It is quite possible that I don't see the entire picture here. But from what I can tell, the forum moderators are wanting to grrow some sort of organic network of trust where they don't have to moderate it, it basically self regulates based on participation of many people and their activities. However, I think that one thing that's getting in the way of that is that not many people actually participate, ie, they just see a trust warning on some people and take that as ground truth. Then we have a lot of drama because others are working to be trust-rangers, jumping through all kinds of hoops and loops in order to be known as scam-busters who keep the boards safe from the bad guys. But a small collection of trust-rangers isn't the same thing as that large, organic, unmoderated trust system that saltyspittoon mentioned upthread.
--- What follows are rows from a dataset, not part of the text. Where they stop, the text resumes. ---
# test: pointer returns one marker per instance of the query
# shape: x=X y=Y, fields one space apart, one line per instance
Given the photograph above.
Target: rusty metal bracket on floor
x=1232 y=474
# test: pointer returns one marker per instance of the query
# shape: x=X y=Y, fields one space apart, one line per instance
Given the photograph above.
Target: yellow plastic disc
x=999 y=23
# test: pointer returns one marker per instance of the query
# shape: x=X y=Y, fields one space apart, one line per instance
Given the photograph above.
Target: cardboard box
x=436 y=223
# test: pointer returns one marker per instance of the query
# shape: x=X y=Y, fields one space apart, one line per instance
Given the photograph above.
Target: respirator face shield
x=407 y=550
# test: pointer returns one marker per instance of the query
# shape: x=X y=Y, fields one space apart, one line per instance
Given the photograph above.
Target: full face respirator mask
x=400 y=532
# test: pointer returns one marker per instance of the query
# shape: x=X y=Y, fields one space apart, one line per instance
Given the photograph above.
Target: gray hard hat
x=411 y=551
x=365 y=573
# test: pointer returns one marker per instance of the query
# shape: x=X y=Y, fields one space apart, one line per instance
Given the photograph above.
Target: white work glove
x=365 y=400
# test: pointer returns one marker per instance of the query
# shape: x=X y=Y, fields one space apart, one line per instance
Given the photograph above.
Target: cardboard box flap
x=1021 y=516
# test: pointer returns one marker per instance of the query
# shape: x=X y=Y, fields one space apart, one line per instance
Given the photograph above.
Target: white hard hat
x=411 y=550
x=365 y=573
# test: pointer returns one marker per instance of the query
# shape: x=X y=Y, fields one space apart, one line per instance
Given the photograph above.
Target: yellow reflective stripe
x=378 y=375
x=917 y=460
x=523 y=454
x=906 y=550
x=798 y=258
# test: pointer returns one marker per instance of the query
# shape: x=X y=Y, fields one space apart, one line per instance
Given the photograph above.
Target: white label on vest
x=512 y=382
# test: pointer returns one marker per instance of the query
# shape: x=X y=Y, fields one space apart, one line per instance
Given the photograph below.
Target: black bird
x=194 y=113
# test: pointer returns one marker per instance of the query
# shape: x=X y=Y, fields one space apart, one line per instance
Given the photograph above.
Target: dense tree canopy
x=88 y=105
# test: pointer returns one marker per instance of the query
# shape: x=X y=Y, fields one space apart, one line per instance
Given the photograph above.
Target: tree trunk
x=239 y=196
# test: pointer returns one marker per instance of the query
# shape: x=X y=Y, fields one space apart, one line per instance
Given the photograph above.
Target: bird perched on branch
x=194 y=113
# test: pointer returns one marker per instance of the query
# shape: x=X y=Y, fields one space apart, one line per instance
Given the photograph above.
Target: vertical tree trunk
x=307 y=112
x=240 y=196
Several folks have said that if trust were opt-in rather than opt-out that that would be dangerous---it would remove using trust system as a crutch certainly, but they say that even the crutch is better than nothing before you know how to walk.
However, there seems to be near universal agreement that the actual text of the warning could be changed to both a) be more informative about the actual state of affairs and b) be more inviting to learn how to use the trust system for yourself.
Theymos, lets have "negative trust" warning changed to: "This person has received negative feedback from someone in your trust network." That message is far more reflective of the actual situation and provides an invitation to figure out exactly who is in your trust network and why.